Menurutnya, negara besar seperti Indonesia memakai pakaian bekas dari negara lain jelas bikin malu. Itu tugas pemerintah, baik Kementerian Perindustrian, serta Kementerian Koperasi dan UMKM untuk menggenjot TPT dalam negeri bangkit kembali.
"Stop impor pakaian dari China, Bangladesh dan lain-lain, juga stop impor pakaian bekas. Sudah lama pemerintah tidak serius mengurus produk TPT dan membiarkan perusahaan mati. Di Bandung, perusahaan TPT pada gulung tikar, pemerintah tidak turun tangan, membiarkan negara kebanjiran impor tekstil China. Ini bertentangan dengan kebijakan stop impor," pungkas Muslim.

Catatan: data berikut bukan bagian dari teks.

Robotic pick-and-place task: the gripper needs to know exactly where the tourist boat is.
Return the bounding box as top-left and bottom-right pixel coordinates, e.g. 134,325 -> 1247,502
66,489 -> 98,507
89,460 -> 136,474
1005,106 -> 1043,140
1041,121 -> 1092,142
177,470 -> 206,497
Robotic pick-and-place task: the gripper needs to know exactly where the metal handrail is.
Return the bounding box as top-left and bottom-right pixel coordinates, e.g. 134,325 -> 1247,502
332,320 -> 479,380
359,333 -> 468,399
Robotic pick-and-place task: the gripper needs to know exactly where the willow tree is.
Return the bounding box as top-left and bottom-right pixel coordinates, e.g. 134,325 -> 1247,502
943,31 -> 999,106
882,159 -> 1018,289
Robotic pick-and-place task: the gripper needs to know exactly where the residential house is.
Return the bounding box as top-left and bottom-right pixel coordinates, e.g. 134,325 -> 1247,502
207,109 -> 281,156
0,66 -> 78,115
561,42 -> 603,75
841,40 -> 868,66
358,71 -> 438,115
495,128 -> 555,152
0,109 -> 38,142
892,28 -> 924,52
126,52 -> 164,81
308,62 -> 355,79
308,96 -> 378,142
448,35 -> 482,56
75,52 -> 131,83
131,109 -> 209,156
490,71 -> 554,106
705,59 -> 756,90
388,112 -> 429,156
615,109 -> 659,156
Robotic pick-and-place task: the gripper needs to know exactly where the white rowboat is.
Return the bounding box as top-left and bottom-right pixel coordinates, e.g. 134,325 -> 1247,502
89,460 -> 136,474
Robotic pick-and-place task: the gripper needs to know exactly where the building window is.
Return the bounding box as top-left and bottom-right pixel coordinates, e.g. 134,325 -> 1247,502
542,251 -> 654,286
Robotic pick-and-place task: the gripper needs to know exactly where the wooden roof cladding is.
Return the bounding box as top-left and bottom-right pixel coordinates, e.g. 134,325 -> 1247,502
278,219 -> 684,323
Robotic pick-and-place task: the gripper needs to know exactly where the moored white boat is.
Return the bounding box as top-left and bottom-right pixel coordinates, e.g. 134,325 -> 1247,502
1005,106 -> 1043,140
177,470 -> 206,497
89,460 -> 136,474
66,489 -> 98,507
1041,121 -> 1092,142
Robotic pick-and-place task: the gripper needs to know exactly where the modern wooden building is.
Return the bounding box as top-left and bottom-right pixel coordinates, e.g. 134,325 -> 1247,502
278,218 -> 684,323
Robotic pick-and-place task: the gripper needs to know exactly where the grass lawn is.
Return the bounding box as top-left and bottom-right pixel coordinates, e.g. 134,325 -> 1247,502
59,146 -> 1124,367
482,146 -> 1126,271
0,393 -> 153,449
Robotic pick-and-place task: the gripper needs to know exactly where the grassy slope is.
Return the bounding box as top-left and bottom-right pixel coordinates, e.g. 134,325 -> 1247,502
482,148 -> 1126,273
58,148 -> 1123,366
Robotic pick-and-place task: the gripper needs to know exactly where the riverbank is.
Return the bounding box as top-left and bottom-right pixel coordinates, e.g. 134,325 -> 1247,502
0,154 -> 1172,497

Sebelumnya, anggota DPR RI, Adian Napitupulu, mengatakan, tren thrifting atau pembelian barang bekas tidak mempengaruhi bisnis UMKM Indonesia. Bahkan larangan impor pakaian bekas dianggap hanya bagian dari upaya pemerintah memuluskan jalan impor pakaian jadi ke Tanah Air.
Adian juga mengaku memiliki data konkret bahwa pakaian bekas tak pernah mempengaruhi kinerja UMKM Indonesia. Berdasar data Asosiasi Pertekstilan Indonesia, kata Adian, impor pakaian jadi dari China menguasai 80 persen pasar di Indonesia.

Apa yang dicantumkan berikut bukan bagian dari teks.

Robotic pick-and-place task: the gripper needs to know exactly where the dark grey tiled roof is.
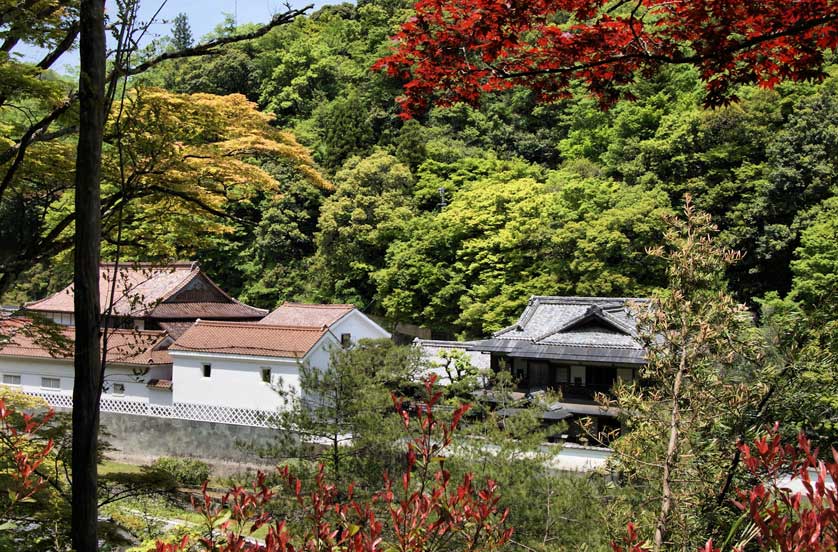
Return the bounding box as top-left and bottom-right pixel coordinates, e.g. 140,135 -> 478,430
474,296 -> 648,364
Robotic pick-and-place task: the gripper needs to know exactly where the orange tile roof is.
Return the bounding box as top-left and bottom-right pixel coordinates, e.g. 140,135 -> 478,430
0,318 -> 172,366
169,320 -> 328,358
26,262 -> 265,320
259,302 -> 355,328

"Ambil contoh di 2019, impor pakaian jadi dari China 64.660 ton, sementara menurut data BPS pakaian bekas impor di tahun yang sama hanya 417 ton atau tidak sampai 0,6 persen dari impor pakaian jadi dari China," kata Adian, kepada wartawan di Jakarta, Sabtu (18/3).
Pada 2021, sambungnya, impor pakaian jadi dari China sebanyak 57.110 ton. Sedangkan impor pakaian bekas hanya 8 ton atau 0,01 persen dari impor pakaian jadi dari China. Sementara pada 2022, impor pakaian jadi China sebesar 51.790 ton. Sedangkan pakaian bekas impor hanya 66 ton atau 0,13 persen dari impor pakaian dari China.
"Jika impor pakaian jadi dari China mencapai 80 persen, lalu pakaian jadi impor Bangladesh, India, Vietnam dan beberapa negara lain sekitar 15 persen, maka sisa ruang pasar bagi produk dalam negeri maksimal hanya 5 persen. Itu pun sudah diperebutkan antara perusahaan besar seperti Sritex, ribuan UMKM dan pakaian bekas impor," terang Adian.